アワー・ミュージック

正しいヒマの過ごし方。楽しいお金の使い方。

 今月の頭からフルタイムの仕事を始めて、全方位に尻尾を振って生きている。持ち前の素直さとほどよいひねくれ具合によって、主にパートのおばちゃんたちに可愛がられている。犬のような暮らしも悪くない。お金がもらえるのだから。

 働いている大人たちは朝から晩まで一体何をしているのか、仕事とはつまるところ何をすることなのか、ずっと疑問に思っていたのだが、いくつかの仕事を渡り歩いて、ギリギリ自活できるくらいのお金を稼いでみても、よくわからない。僕は朝から晩まで何をしているのか?

 職場の玄関にはいつも5000円くらいの花束が飾られている。週に一回お花屋さんが来て取り替える。ひとつ前はクリスマスカラーで統一されていた。今のはお正月仕様でいつもよりゴージャスでめでたい感じがする。散りばめられた南天の赤色によって全体が引き締まって見える。お花屋さんと言葉を交わしたりすることはないが、出来上がった花束からお花屋さんの意図やこだわりを読み取ろうとするのはたのしい。

 

 いつも乗り換えをする駅のトイレの個室の壁には落書きがなくて、最近は便所の落書きへの監視が厳しくなったのか、ヤンキー漫画に出てくるような汚い個室をあまり見かけなくなったと思っていたら、天井にびっしりと誰かが刻んだ罵詈雑言が広がっているのを今日見つけて怖かった。前やうしろにいないと思って安心してたら上にいた、というのはホラー映画でありそうな演出だと思った。

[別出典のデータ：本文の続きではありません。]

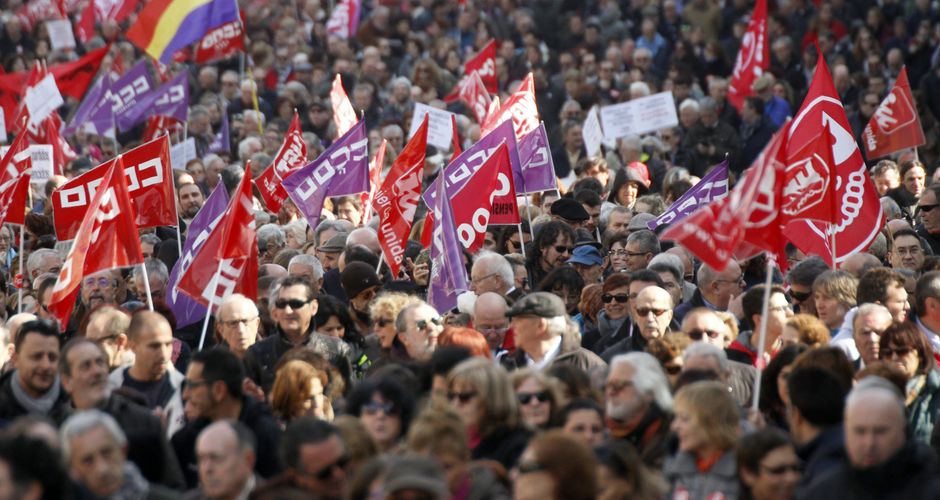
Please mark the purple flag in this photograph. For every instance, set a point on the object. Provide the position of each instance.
(459, 171)
(341, 170)
(713, 186)
(220, 142)
(171, 99)
(538, 170)
(187, 310)
(448, 274)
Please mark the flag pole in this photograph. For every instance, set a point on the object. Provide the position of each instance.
(214, 285)
(143, 267)
(19, 291)
(762, 338)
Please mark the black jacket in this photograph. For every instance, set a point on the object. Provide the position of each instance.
(910, 474)
(257, 417)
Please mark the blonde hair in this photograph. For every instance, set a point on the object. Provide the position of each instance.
(711, 406)
(494, 390)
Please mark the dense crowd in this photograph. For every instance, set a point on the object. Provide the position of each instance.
(589, 359)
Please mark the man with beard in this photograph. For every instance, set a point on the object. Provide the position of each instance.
(33, 387)
(639, 405)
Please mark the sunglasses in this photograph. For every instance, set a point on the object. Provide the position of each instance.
(463, 397)
(293, 303)
(645, 311)
(698, 334)
(527, 397)
(424, 323)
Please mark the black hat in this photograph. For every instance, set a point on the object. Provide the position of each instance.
(357, 277)
(541, 304)
(570, 209)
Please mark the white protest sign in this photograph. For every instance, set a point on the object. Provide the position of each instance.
(41, 157)
(181, 153)
(440, 129)
(592, 133)
(60, 34)
(639, 116)
(42, 99)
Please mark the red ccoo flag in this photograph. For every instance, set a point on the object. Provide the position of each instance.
(895, 124)
(859, 211)
(107, 239)
(397, 200)
(753, 57)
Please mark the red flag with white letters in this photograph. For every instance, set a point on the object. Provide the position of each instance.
(894, 125)
(106, 239)
(149, 185)
(753, 57)
(396, 201)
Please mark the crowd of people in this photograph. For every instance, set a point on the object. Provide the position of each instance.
(590, 358)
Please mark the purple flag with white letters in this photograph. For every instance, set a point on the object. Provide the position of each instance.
(459, 171)
(448, 274)
(538, 170)
(343, 169)
(713, 186)
(171, 99)
(220, 142)
(187, 310)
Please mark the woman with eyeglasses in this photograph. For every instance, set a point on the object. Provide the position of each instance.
(768, 466)
(706, 424)
(385, 407)
(907, 348)
(482, 394)
(613, 322)
(540, 398)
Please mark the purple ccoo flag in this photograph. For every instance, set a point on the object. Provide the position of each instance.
(187, 310)
(459, 171)
(343, 169)
(448, 274)
(713, 186)
(538, 169)
(171, 99)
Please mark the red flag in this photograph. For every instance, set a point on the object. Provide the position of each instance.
(396, 201)
(343, 113)
(149, 185)
(472, 205)
(860, 217)
(753, 57)
(894, 125)
(221, 42)
(106, 239)
(520, 107)
(227, 261)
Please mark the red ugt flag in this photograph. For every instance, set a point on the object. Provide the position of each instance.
(895, 124)
(106, 239)
(753, 57)
(396, 201)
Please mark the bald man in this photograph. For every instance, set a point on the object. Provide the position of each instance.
(152, 375)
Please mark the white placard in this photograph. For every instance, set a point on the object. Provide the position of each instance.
(60, 34)
(591, 132)
(639, 116)
(440, 129)
(42, 99)
(41, 158)
(182, 153)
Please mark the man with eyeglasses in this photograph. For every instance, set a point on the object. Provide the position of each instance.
(418, 326)
(714, 289)
(316, 460)
(212, 392)
(929, 227)
(293, 308)
(745, 348)
(236, 323)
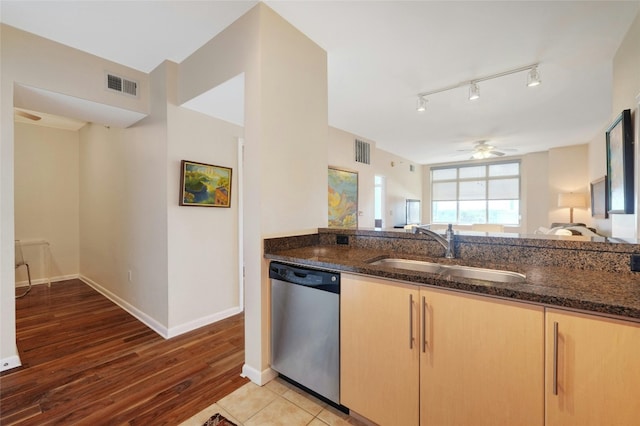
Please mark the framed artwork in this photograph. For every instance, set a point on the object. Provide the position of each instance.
(599, 198)
(343, 198)
(204, 185)
(620, 164)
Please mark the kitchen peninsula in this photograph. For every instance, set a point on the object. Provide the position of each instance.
(559, 348)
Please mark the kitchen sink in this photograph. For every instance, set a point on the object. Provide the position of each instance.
(497, 275)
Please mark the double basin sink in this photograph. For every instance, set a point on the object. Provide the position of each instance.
(453, 271)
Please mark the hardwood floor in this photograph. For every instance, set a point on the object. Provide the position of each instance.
(87, 361)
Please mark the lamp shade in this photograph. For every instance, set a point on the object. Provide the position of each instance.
(571, 199)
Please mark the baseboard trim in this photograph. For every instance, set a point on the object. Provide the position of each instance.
(258, 377)
(10, 362)
(47, 280)
(141, 316)
(166, 333)
(201, 322)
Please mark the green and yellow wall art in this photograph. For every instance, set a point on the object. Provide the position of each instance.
(343, 198)
(205, 185)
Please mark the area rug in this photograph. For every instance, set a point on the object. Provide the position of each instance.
(218, 420)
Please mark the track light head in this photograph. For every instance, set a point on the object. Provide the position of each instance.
(474, 91)
(533, 78)
(421, 104)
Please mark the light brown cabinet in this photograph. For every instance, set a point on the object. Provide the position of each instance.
(415, 356)
(379, 376)
(482, 361)
(592, 370)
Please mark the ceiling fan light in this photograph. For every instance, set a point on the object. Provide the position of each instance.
(421, 105)
(474, 91)
(533, 78)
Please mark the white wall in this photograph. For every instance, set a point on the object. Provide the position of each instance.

 そういえば今日久しぶりに怖い夢を見た。子供の頃は怖い夢をたくさん見たけど大人になるに従って少なくなっていた。だけど僕は今年のクリスマスプレゼントに風邪をもらったので怖い夢を見た。昔から風邪をひくと必ず怖い夢を見る。発熱するたびに絶対に見る夢があった。今では熱が出てもその夢を見なくなったけど、それでもありありと思い出すことができる。腸の中のようなぼやぼやした赤黒い空間で、僕を含めた家族全員がそれぞれ同じくらいの背丈の相撲取りにボコボコにされる夢だった。

 

 毎年思うことだけどクリスマスが終わる時の鮮やかさはすごい。ハロウィン終わりから二ヶ月近くずっともうすぐクリスマス、というムードをあらゆるメディアがかもし出し続けて、人々もクリスマスをめがけて浮き足立った感じになるのに、26日になると跡形もなくなる。町中からサンタのイラストやクリスマスを思わせる置物が一斉に消え失せる。初めからクリスマスなんてなかったかのような顔してみんな歩いている。すごいと思う。

 

 今年ももうすぐ終わる。今年はいろいろなことがあったのできちんと振り返って噛み締めたいと思う。来年の野望もいくつか考えたいと思う。お金を稼ぐとか、できることが増えるっていうことは単純にうれしいことだということを実感することが多かった。もちろん家が一番好きだけど。